Another contribution to latency is the signal propagation delays. Any time a signal needs to move off one silicon chip, propagate on a wire to another chip, the delay is typically 20-25ns. For this reason, on-die cache performs much better than off-die SRAM cache, even if the on-die cache is much smaller than the off-die cache.
(Many server applications use only a small portion of main memory for program code and data structures. A much larger portion of main memory is typically used to buffer information stored on disk drives. One might wonder if it is not time for computer systems to implement main memory in SRAM and implement a separate DRAM buffer memory, which could also be used for virtual memory. The SRAM memory might be only 32-128MB while the DRAM system could be several GB in size.)
Figure 9 show the Pentium III 1.13GHz performance with 256K and with 512K L2 cache. The 256K cache processor has the 0.18u Coppermine core and the 512K has the 0.13u Tualatin core. There were some other minor enhancements besides the increase in L2 cache from the Coppermine to the Tualatin cores. The 256K result is on the Intel 820 desktop chipset with RDRAM memory, while the 512K result is on a ServerWorks HE-SL SDRAM chipset.
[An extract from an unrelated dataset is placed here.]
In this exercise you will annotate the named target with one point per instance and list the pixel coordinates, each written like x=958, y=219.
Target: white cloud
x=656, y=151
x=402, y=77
Both use the version 5.0 compiler.
Figure 9. Pentium III 1.13GHz, 133MHz FSB with 256K and 512K L2 cache.
Figure 10 compares the Pentium III 700MHz 256K L2 cache performance and the Pentium III Xeon with 2M L2 cache. Both systems have a 100MHz FSB. The 256K result is on the Intel 440BX chipset and uses the version 4.5 compiler. The 2M result is on the ServerWorks HE chipset and version 5.0 compiler.
Figure 10. Pentium III 700MHz, 100MHz FSB, 256K and 2M L2 cache.
Figure 11 compares the Pentium 4 2.0GHz performance with 256K and 512K cache on the same platform and compiler.
Figure 11. Pentium 4 2.0GHz processors with 256K and 512K L2 cache.
Figure 12 shows the relative performance gain for the Pentium 1.13GHz processor from 256K L2 cache to 512K L2 cache. Some of the performance differences may be attributed to differences between the Intel 820 chipset with RDRAM and the HE-SL chipset with interleaved SDRAM. However, most of the difference is probably due to the difference in cache size.
Figure 13 shows the relative performance gain from the Pentium III 700MHz with 256K L2 cache to the Pentium III Xeon 700MHz with 2M L2 cache. The 256K result used the 4.5 compiler and the 2M result used the 5.0 compiler, so some differences are due to the compiler. The EON performance may be mostly due to the difference between the 4.5 and 5.0 compilers. The MCF program shows a much larger performance gain than due to the compiler.
Figure 12. Pentium III 1.13GHz, 133MHz FSB with 256K and 512K L2 cache.
Figure 13. Pentium III 700MHz, 100MHz FSB with 256K and 2M L2 cache.
Eight of the twelve individual programs show a performance gain of more than 15% from 256K to 512K cache. Two of the eight, VPR and TWOLF, get good additional performance gain with an even larger 2M cache. MCF does not show much of a performance from 256K to 512K, but shows a very large gain at 2M.
Figure 14 shows the performance gain on the Pentium 4 2.0GHz processor with 256K to 512K L2 cache. The Pentium 4 gains 11% from 256K to 512K cache compared to the 22% gained for the same cache size change on the Pentium III.
Figure 14. Pentium 4 2.0GHz performance with 256K and 512K L2 cache.
One possible explanation is that the Pentium 4 processor is less constrained by bus bandwidth than the Pentium III, 3.2GB/sec for the Pentium versus 1GB/sec for the Pentium III. Hence any characteristic that reduces bus utilization will have a larger performance impact for the Pentium III. Otherwise, one would expect that the faster processor should benefit more from a larger cache.